Somente a meta relacionada às exportações foi atingida: previa-se que as exportações brasileiras chegassem, em 2010, a uma participação de 1,25% das exportações mundiais, e o resultado provável é que atinjam um valor de 1,35% – porém, o êxito aqui deveu-se mais pelo fraco desempenho das exportações mundiais nos últimos anos e menos pelas medidas ligadas à PDP – além do que, vale dizer, o valor das exportações do Brasil foi substancialmente beneficiado pelo maior aumento dos preços das commodities, sejam agropecuárias ou da extrativa mineral, relativamente aos preços dos bens manufaturados.

Como dito acima, a PDP avançou muito em termos de política industrial moderna, seja no estabelecimento de metas e na explicitação das ações para sua execução, seja na elaboração de seus instrumentos e de sua governança, ou mesmo na identificação das suas fontes de financiamento e dos setores estratégicos para o desenvolvimento de atividades indutoras de mudança tecnológica e de difusão da inovação. Agora, diante das grandes transformações econômicas e sociais pelas quais o mundo passa, que reforçam o imperativo da concorrência, abre-se um novo ciclo para a política industrial no Brasil. Mas, isso não significa que ela deva mudar de rumos ou passar por revista circunstanciada. Pelo contrário. Os primeiros esforços devem ser direcionados para garantir que a política industrial se consolide como um instrumento permanente e qualificado para a promoção da competitividade da indústria nacional e do desenvolvimento do País.

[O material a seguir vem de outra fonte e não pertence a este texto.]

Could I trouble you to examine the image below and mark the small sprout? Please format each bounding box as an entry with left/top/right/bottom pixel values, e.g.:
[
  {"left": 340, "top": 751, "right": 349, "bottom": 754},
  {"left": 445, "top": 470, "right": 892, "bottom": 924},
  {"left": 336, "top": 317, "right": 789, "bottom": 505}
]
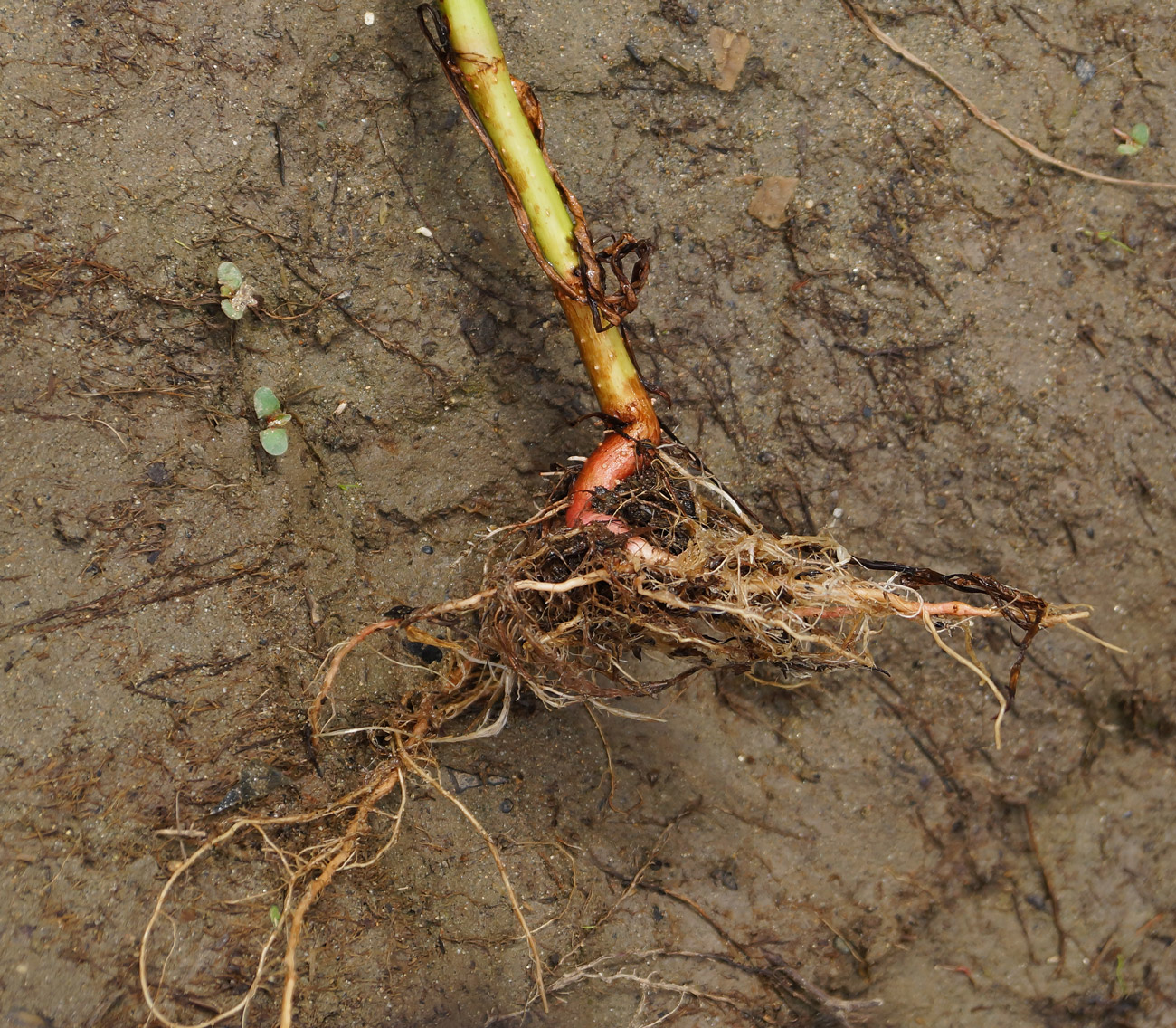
[
  {"left": 253, "top": 386, "right": 282, "bottom": 421},
  {"left": 1114, "top": 121, "right": 1152, "bottom": 157},
  {"left": 216, "top": 262, "right": 244, "bottom": 297},
  {"left": 216, "top": 262, "right": 258, "bottom": 321},
  {"left": 1082, "top": 228, "right": 1135, "bottom": 252},
  {"left": 253, "top": 386, "right": 290, "bottom": 456}
]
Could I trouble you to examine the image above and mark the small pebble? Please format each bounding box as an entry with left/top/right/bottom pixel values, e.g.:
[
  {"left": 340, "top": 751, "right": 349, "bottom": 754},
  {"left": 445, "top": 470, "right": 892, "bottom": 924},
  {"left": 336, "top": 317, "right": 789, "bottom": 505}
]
[{"left": 1074, "top": 58, "right": 1098, "bottom": 86}]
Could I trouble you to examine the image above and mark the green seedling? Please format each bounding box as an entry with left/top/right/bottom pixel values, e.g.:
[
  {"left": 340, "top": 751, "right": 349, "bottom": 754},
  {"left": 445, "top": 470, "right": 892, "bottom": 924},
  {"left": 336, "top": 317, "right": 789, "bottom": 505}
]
[
  {"left": 1114, "top": 121, "right": 1152, "bottom": 157},
  {"left": 253, "top": 386, "right": 290, "bottom": 456},
  {"left": 1082, "top": 228, "right": 1135, "bottom": 252},
  {"left": 216, "top": 262, "right": 258, "bottom": 321}
]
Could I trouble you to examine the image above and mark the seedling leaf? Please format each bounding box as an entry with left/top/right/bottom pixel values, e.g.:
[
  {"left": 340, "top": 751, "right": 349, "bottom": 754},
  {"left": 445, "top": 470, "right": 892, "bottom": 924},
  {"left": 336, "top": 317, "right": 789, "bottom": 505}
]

Toda política industrial é passível, evidentemente, de ser aperfeiçoada. Essa é, em verdade, uma necessidade sua, já que seu objeto de interesse e atuação – o sistema produtivo industrial – é de natureza dinâmica. A política industrial brasileira deve seguir sempre pelo caminho do aprimoramento. O seu êxito estará em ser ao mesmo tempo ambiciosa (na qualidade de instrumento do desenvolvimento) e comedida (por zelar pela alocação eficiente dos recursos, reconhecidamente, escassos).

A PDP pode ser reforçada ou aprimorada em muitos dos seus pontos. Em primeiro lugar, caberia valorizar mais as cadeias produtivas que agregam maior valor, que são mais intensivas em tecnologia e difusoras de inovação. Uma política mais ambiciosa de formação de recursos humanos também merece maior atenção da política industrial, o que poderia ser estimulado pela aproximação do Ministério de Educação, das instituições já existentes de fomento à pesquisa e aperfeiçoamento de pessoas e das demandas das empresas.

Um ponto crucial é reforçar e ampliar as medidas e ações para área de exportação, sobretudo no que diz respeito ao segmento exportador de manufaturas. A PDP não reúne um conjunto de ações estruturadas para uma política de fortalecimento das exportações. Além de avançar na desoneração tributária das cadeias de bens produzidos para exportação, é preciso centrar esforços para conciliar, com mais eficácia, as restrições impostas por acordos e negociações internacionais e os objetivos da política industrial. Deve-se reconhecer também que a diplomacia brasileira pode atuar como uma grande aliada da PDP. Reforçar nosso setor exportador passa também por medidas que visam a aumentar a internacionalização das empresas brasileiras.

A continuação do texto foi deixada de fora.